Triplets are a large part of my rhythm vocabulary. There are many ways to perform triplets around the drum kit. 8th and 16th note triplets are first demonstrated on the kick drum. I prefer to begin on my left foot although my drum kit is set up right handed. For me, this feels more even than beginning with my right foot. This may or may not work for you. It does not matter which foot you start on as long as you are doing opposite footing per note. I suggest practicing the single footing method because in the future this will make complex chants easier to perform. The second example is a triplet phrase played on the toms emphasized by the kick and pedaled hi hat. Although the figure itself is simple in theory, the second beat of the kit triplet can be either the rack or floor tom. Both kit triplets are demonstrated along with accents used to create multiple dynamic effects out of the same figure. This kit triplet can also move to the crash cymbals and snare drum.

Rock Chant 2

When counting “one and two and three and four” you can see where each note falls in place. This chant adds two 8th notes on the kick drum on every third beat. So the kick drums hits “three and”. There is also an open hi hat on the “and” of beat 4 every second measure.

Rock Chant 1

This lesson is tailored for the Beginner.

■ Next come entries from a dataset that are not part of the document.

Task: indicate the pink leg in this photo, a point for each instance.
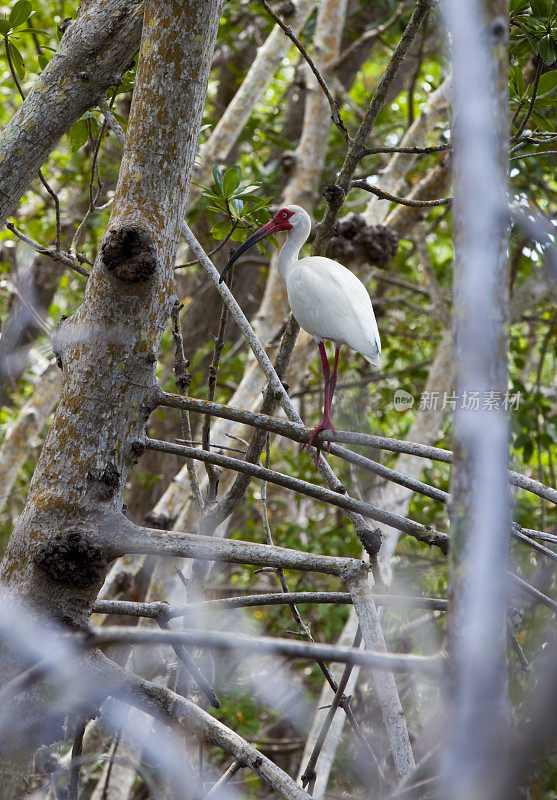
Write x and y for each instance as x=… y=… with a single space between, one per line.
x=330 y=383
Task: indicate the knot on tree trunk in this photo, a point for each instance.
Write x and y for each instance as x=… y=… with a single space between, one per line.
x=129 y=254
x=71 y=558
x=355 y=240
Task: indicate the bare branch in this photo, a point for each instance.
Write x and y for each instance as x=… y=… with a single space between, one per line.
x=423 y=533
x=299 y=433
x=163 y=610
x=369 y=187
x=335 y=111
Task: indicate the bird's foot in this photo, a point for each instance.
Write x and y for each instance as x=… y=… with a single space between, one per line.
x=324 y=425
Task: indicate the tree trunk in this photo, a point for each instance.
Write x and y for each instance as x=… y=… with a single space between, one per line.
x=93 y=54
x=480 y=492
x=58 y=553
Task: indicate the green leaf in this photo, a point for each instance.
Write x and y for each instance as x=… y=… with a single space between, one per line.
x=547 y=82
x=517 y=80
x=218 y=177
x=230 y=180
x=17 y=61
x=220 y=229
x=78 y=135
x=240 y=192
x=43 y=60
x=547 y=49
x=20 y=13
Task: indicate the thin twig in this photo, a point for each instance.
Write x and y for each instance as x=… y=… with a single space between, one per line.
x=42 y=178
x=224 y=779
x=191 y=666
x=183 y=380
x=423 y=533
x=369 y=37
x=162 y=610
x=77 y=749
x=369 y=187
x=113 y=123
x=212 y=473
x=431 y=666
x=335 y=112
x=299 y=433
x=356 y=149
x=530 y=108
x=213 y=251
x=339 y=700
x=420 y=151
x=51 y=252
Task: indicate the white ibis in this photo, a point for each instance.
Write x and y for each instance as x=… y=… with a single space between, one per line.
x=327 y=300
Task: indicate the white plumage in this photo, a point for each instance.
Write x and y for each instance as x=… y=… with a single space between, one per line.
x=329 y=302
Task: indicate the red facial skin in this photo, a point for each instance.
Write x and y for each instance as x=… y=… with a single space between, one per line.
x=280 y=222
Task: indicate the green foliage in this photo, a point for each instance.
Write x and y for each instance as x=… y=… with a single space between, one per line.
x=231 y=207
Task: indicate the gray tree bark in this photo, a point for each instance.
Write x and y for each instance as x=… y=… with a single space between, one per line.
x=94 y=52
x=480 y=492
x=58 y=554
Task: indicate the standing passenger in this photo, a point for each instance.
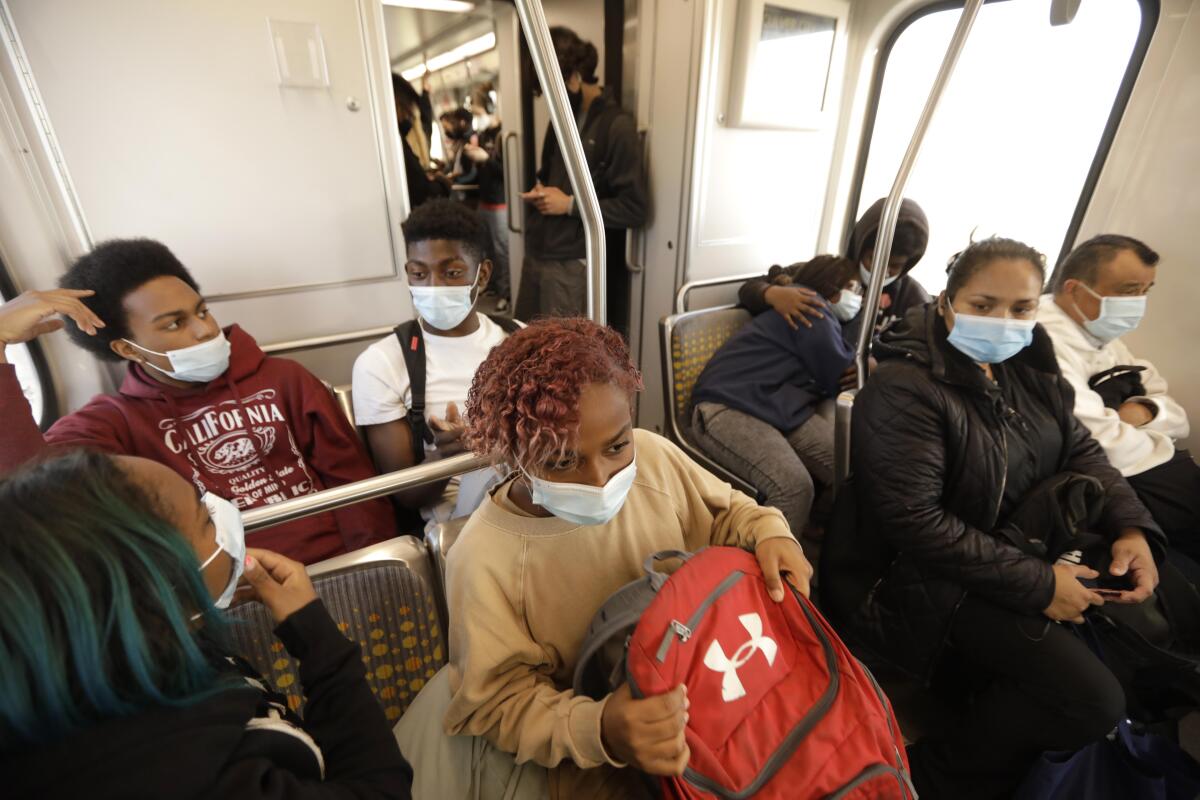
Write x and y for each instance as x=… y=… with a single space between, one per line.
x=204 y=401
x=1099 y=295
x=755 y=402
x=553 y=281
x=587 y=500
x=966 y=415
x=447 y=270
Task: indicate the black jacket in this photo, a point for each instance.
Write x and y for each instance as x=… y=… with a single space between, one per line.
x=928 y=455
x=898 y=296
x=241 y=743
x=615 y=158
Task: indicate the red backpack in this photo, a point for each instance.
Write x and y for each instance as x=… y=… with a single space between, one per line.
x=779 y=705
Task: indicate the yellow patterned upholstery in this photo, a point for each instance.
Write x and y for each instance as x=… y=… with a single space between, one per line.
x=383 y=606
x=694 y=340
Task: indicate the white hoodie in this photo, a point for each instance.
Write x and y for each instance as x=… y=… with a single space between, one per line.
x=1132 y=450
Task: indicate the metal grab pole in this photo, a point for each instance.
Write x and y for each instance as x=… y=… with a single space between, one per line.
x=541 y=47
x=892 y=205
x=351 y=493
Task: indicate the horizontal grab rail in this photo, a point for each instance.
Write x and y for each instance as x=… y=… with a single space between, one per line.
x=348 y=337
x=369 y=489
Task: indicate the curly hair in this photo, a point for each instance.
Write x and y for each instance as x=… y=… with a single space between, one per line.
x=445 y=218
x=523 y=405
x=114 y=270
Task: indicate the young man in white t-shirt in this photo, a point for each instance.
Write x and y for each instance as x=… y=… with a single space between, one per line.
x=447 y=269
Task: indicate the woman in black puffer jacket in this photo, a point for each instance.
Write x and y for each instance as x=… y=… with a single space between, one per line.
x=966 y=414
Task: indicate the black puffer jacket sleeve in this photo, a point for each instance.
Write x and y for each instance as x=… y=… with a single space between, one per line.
x=900 y=461
x=363 y=761
x=1122 y=509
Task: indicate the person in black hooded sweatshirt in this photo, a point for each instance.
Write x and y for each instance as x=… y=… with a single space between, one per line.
x=118 y=677
x=901 y=292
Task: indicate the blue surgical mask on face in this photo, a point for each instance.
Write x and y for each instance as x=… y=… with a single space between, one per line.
x=231 y=540
x=198 y=364
x=847 y=306
x=1119 y=316
x=444 y=307
x=990 y=340
x=581 y=504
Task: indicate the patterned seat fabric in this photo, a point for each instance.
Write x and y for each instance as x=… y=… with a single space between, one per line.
x=383 y=606
x=694 y=340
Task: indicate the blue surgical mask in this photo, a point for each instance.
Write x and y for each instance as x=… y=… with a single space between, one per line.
x=444 y=307
x=1119 y=316
x=231 y=540
x=581 y=504
x=990 y=340
x=198 y=364
x=847 y=306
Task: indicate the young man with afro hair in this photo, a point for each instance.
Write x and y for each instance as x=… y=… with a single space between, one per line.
x=202 y=400
x=447 y=270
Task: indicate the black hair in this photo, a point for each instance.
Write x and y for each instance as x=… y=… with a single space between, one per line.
x=444 y=218
x=113 y=270
x=978 y=254
x=909 y=241
x=1085 y=262
x=827 y=275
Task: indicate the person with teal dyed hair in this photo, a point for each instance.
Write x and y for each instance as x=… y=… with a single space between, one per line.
x=115 y=674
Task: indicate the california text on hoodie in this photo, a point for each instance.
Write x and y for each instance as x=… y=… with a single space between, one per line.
x=1132 y=450
x=240 y=743
x=898 y=296
x=263 y=432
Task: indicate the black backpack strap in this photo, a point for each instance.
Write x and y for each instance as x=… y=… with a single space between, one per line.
x=507 y=324
x=412 y=344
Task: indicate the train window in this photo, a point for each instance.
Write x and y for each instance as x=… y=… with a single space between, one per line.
x=1014 y=139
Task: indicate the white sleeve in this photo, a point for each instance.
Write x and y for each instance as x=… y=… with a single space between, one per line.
x=1123 y=444
x=379 y=389
x=1170 y=420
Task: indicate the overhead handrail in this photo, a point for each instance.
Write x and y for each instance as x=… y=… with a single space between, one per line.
x=541 y=48
x=892 y=205
x=351 y=493
x=687 y=289
x=886 y=235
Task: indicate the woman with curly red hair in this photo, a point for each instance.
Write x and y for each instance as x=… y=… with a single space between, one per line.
x=587 y=499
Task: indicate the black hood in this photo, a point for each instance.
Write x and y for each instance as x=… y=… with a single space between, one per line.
x=869 y=223
x=159 y=753
x=921 y=336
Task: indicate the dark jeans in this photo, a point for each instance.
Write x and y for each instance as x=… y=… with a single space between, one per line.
x=1041 y=689
x=1171 y=494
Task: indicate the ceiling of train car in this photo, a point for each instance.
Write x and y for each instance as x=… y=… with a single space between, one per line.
x=413 y=31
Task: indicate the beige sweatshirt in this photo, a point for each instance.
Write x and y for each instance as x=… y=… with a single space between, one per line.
x=523 y=589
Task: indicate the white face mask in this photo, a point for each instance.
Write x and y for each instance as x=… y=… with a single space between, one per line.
x=1119 y=316
x=198 y=364
x=581 y=504
x=867 y=277
x=847 y=306
x=444 y=307
x=231 y=539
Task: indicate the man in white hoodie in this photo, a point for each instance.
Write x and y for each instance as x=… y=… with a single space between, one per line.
x=1099 y=294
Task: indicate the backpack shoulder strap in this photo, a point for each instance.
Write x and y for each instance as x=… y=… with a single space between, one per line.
x=412 y=344
x=507 y=324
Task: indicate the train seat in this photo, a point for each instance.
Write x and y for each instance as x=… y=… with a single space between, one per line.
x=689 y=341
x=384 y=597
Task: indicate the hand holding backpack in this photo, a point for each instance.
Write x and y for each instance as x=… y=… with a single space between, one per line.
x=779 y=708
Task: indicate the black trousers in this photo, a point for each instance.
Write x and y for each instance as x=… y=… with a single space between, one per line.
x=1039 y=687
x=1171 y=494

If you can count to 4 then you are halfway there! The kick drum is on beats 1 and 3. The snare drum is on beats 2 and 4 and the hi hats are on every beat and a half meaning “one and two and three and four and”. So the hi hat lands on every word when counted out loud while playing this exercise. I strongly recommend beginning every lesson at a slow tempo. This is a good habit to develop early on because no matter what level of playing you are on, it’s easiest and most informative to study every beat and space between each note. This allows you to have more understanding of all music you learn which increases your control and flow.

Tony Williams Lick

Drummer Tony Williams is probably my biggest influence. He played differently than most drummers of his time and his signature sound and style are unparalleled to this day. This particular lick is something I’ve seen and heard him do during his long career and I always wanted to learn this. So one day, I actually sat down at the drums and figured it out. You can first mentally hear this phrase as a system of triplets spread over the rack, floor and kick supported by hi hats on the “ands”. Written out, you can see the relationships as you can any chart.